Jens Spahn ist kein schlechter Politiker. Er ist einfach ein verdammt berechnender. Einer, der die Klaviatur der Selbstinszenierung so virtuos beherrscht, dass man fast vergisst, wie dünn die inhaltliche Substanz dahinter oft ist. In den letzten fünf Jahren hat CDU-Mann Spahn weniger Politik gemacht als Politik gespielt – und dabei vor allem sich selbst in Szene gesetzt.
Als Corona-Minister trat er auf wie der Macher: entschlossen, laut, permanent in Talkshows. Doch hinter den Kulissen: Maskenmurks, Testchaos, Impfverzögerungen. Während Pflegekräfte Überstunden kloppten, feilschte sein Ministerium mit windigen Zwischenhändlern – teils zu Mondpreisen. Ergebnis: viel Verwirrung, wenig Vertrauen. Und als ob das nicht schon zynisch genug wäre, gönnte sich Spahn mittendrin eine Berliner Luxusvilla für über vier Millionen Euro. Symbolpolitik der anderen Art: Der Minister predigte Solidarität – und kaufte Quadratmeter.
Auch sonst macht Spahn gern Geschäfte am Rand der Grauzone. Lobbyverbindungen? Klar. Transparenz? Fehlanzeige. Ob bei Digitalisierung, Masken oder E-Patientenakte – irgendwer aus der Branche profitierte immer, und oft war Spahns Ministerium auffallend gut gelaunt dabei. Von Nähe zur Wirtschaft zu sprechen, wäre höflich. Von einem strukturellen Interessenkonflikt zu reden, ehrlicher.

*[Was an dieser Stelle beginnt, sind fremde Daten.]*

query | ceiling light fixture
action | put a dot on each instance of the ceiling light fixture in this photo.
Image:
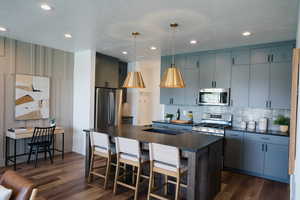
(68, 35)
(134, 79)
(3, 29)
(172, 77)
(246, 33)
(46, 7)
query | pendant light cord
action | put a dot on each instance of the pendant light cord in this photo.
(173, 51)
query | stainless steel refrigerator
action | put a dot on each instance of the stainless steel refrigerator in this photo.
(108, 107)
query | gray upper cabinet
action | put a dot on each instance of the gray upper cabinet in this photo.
(241, 57)
(280, 85)
(240, 86)
(259, 86)
(223, 70)
(282, 54)
(207, 69)
(191, 77)
(253, 156)
(276, 161)
(260, 55)
(233, 152)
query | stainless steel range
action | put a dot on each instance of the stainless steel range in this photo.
(214, 124)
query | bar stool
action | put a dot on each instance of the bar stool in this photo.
(129, 153)
(165, 160)
(101, 147)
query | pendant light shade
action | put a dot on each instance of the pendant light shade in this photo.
(134, 80)
(172, 77)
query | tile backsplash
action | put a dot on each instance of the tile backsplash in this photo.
(238, 114)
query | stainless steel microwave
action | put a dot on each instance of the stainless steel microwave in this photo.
(214, 97)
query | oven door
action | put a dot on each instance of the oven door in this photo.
(214, 97)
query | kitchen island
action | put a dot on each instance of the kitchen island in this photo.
(204, 154)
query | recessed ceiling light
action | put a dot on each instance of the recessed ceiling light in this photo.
(246, 33)
(3, 29)
(68, 35)
(45, 6)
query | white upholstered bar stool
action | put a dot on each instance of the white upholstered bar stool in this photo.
(165, 160)
(101, 147)
(129, 153)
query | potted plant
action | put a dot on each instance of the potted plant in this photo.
(168, 117)
(283, 123)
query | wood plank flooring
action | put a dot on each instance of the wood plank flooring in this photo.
(64, 180)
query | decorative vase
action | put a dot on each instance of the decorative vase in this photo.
(284, 128)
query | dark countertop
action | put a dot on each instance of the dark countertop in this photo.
(166, 122)
(269, 132)
(186, 140)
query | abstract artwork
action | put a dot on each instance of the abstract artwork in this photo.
(32, 97)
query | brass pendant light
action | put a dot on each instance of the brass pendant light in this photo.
(172, 77)
(134, 79)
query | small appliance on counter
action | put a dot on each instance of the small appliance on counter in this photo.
(251, 125)
(263, 125)
(243, 125)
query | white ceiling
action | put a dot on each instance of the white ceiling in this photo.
(106, 24)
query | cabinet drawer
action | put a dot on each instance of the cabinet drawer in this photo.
(267, 138)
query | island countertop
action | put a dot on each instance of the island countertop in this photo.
(184, 140)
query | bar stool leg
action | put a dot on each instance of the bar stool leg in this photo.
(107, 170)
(177, 187)
(91, 167)
(117, 175)
(137, 183)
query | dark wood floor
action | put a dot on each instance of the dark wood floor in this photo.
(65, 180)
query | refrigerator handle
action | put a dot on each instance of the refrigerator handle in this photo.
(97, 108)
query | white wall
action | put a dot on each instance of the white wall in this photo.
(144, 104)
(84, 84)
(295, 179)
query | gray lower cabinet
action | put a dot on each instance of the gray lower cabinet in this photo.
(276, 161)
(253, 156)
(233, 149)
(259, 86)
(240, 86)
(257, 154)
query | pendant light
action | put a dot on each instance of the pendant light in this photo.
(172, 77)
(134, 79)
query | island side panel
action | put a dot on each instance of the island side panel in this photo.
(204, 172)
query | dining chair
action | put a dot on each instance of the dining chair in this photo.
(129, 153)
(41, 142)
(165, 160)
(101, 147)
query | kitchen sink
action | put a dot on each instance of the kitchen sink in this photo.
(163, 131)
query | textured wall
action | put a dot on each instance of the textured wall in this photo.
(18, 57)
(239, 114)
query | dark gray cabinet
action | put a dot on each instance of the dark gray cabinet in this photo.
(233, 149)
(276, 161)
(259, 86)
(240, 86)
(257, 154)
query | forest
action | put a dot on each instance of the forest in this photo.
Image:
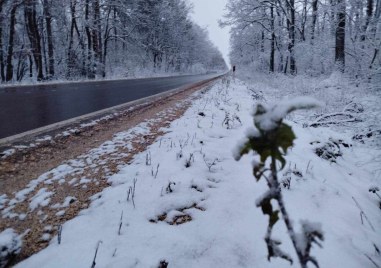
(44, 40)
(311, 37)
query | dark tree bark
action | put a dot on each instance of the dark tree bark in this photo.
(291, 45)
(369, 14)
(34, 36)
(2, 65)
(340, 37)
(272, 50)
(12, 23)
(49, 31)
(314, 18)
(90, 64)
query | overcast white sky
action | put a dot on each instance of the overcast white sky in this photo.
(206, 14)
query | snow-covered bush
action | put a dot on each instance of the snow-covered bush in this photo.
(10, 246)
(270, 139)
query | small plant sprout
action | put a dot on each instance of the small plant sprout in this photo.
(131, 192)
(120, 223)
(95, 255)
(189, 161)
(209, 164)
(59, 234)
(149, 158)
(154, 173)
(169, 189)
(270, 139)
(375, 190)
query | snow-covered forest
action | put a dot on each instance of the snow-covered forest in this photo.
(72, 39)
(306, 36)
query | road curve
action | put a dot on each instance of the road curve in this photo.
(26, 108)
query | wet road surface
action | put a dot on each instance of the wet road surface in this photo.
(29, 107)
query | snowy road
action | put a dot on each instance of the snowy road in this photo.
(27, 108)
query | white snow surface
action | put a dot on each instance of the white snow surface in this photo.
(227, 229)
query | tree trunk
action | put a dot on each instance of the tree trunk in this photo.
(369, 14)
(2, 66)
(9, 70)
(272, 52)
(34, 36)
(314, 17)
(340, 37)
(49, 31)
(90, 63)
(291, 46)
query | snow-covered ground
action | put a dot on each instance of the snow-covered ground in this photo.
(188, 203)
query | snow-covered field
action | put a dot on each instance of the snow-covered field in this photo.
(188, 203)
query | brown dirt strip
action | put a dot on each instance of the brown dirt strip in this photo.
(22, 167)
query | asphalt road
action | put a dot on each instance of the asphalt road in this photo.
(26, 108)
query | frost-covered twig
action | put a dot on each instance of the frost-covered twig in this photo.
(149, 158)
(95, 255)
(362, 213)
(120, 223)
(154, 174)
(323, 119)
(59, 234)
(271, 139)
(208, 164)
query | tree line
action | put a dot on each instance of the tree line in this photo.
(75, 39)
(306, 36)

Inhaltlich dümpelt Spahn mittlerweile im ideologischen Fahrwasser von Merz & Co. herum. Migrationsdebatten? Würzt er mit kulturkämpferischer Rhetorik. Gesellschaftspolitik? Wird als „woke Gefahr“ geframed. Es wirkt wie der Versuch, sich als CDU-Version von Friedrich Merz mit besserem Haarschnitt zu positionieren – für den Tag, an dem sich wieder ein „starker Mann“ ins Kanzleramt träumen darf.
Jens Spahn ist das perfekte Beispiel dafür, wie Politik zur Marke verkommt. Statt Lösungen gibt’s PR, statt Haltung: Haltungsschau. Er spricht viel über Werte – aber handelt oft so, als seien Macht und Medienwirksamkeit die einzigen, die wirklich zählen. Die CDU sollte sich gut überlegen, ob das wirklich die Zukunft ist, die sie sich wünscht. Denn wer so mit Vertrauen umgeht, sollte sich nicht wundern, wenn irgendwann nichts mehr davon übrig ist.